Jesús, cuántas veces no he sabido cumplir tu ley, tus mandamientos.
Yo si necesito purificarme.
Primero con una confesión bien hecha.
Y luego, me puedo purificar más con más oración, con pequeños sacrificios, o ganando indulgencias.
«Su padre y su madre estaban admirados por las cosas que se decían acerca de él».
Jesús, como cuando te encontró Simeón, hoy también estás en el Templo: en el sagrario de cada iglesia.
Que no me acostumbre a pasar por delante de una iglesia sin decirte nada.
Que me admire siempre de que te hayas quedado tan cerca para que pueda adorarte.
2º. «En el escándalo del Sacrificio de la Cruz, Santa María estaba presente, oyendo con tristeza a «los que pasaban por allí y blasfemaban» (Mateo 27, 39) (...) Nuestra Señora escuchaba las palabras de su Hijo, uniéndose a su dolor: «Dios mío, Dios mío, ¿por qué me has desamparado?» (Mateo 27, 46) ¿Qué podía hacer Ella? Fundirse con el amor Redentor de su Hijo, ofrecer al Padre el dolor inmenso -como una espada afilada- que traspasaba su Corazón puro» (Amigos de Dios.-288).

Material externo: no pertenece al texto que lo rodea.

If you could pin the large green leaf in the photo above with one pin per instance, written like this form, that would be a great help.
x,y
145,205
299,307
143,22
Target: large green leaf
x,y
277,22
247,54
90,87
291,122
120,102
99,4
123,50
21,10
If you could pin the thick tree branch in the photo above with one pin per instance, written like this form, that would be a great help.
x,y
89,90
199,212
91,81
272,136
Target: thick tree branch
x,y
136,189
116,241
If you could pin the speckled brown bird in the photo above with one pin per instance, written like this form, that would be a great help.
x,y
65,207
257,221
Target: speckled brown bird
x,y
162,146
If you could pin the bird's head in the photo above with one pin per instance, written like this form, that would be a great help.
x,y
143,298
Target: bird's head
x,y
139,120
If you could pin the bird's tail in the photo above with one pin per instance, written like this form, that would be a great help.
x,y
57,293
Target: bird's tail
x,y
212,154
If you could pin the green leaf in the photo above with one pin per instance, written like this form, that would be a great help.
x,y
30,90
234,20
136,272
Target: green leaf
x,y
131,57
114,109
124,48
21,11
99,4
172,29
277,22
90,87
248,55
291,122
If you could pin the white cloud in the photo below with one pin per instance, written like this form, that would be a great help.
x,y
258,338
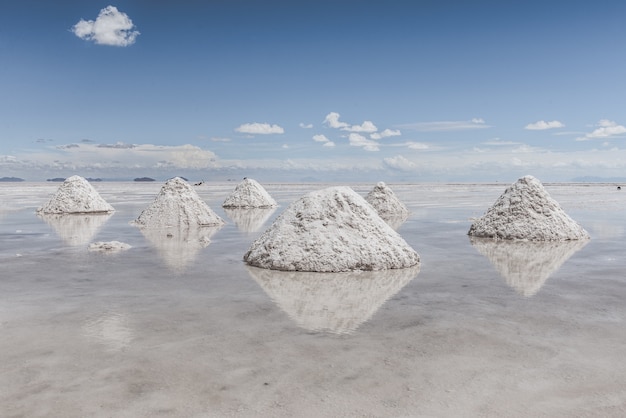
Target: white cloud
x,y
399,162
357,140
322,138
543,125
464,125
385,134
417,145
111,27
367,126
259,129
332,120
606,129
499,142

Madre, cuando Jesús murió en la cruz, comprendiste hasta qué punto era cierta la profecía de Simeón: «y a tu misma alma la traspasará una espada».
Porque «la espada de dolor predicha a María anuncia otra oblación, perfecta y única, la de la Cruz que dará la salvación que Dios ha preparado «ante todos los pueblos» (C. I. C.-529).
María, ante semejante plan divino tu respuesta fue heroica: fuiste fiel a Dios, y aceptaste aquel dolor intensísimo a los pies de tu Hijo agonizante.
De tal manera te uniste al sacrificio de Jesús, ofreciendo tu dolor por la salvación de todos los hombres, que la Iglesia te llama, con razón, Corredentora: redentora junto con Cristo.
Madre, has aceptado la muerte de tu Hijo, para que yo tenga vida divina.
¡Cómo será el amor que me tienes!
Qué poco me entero... ¡perdóname!
Quiero, desde ahora, apoyarme más en ti, pedirte todo lo que necesite.
¿Cómo me vas a fallar, si te he costado tanto?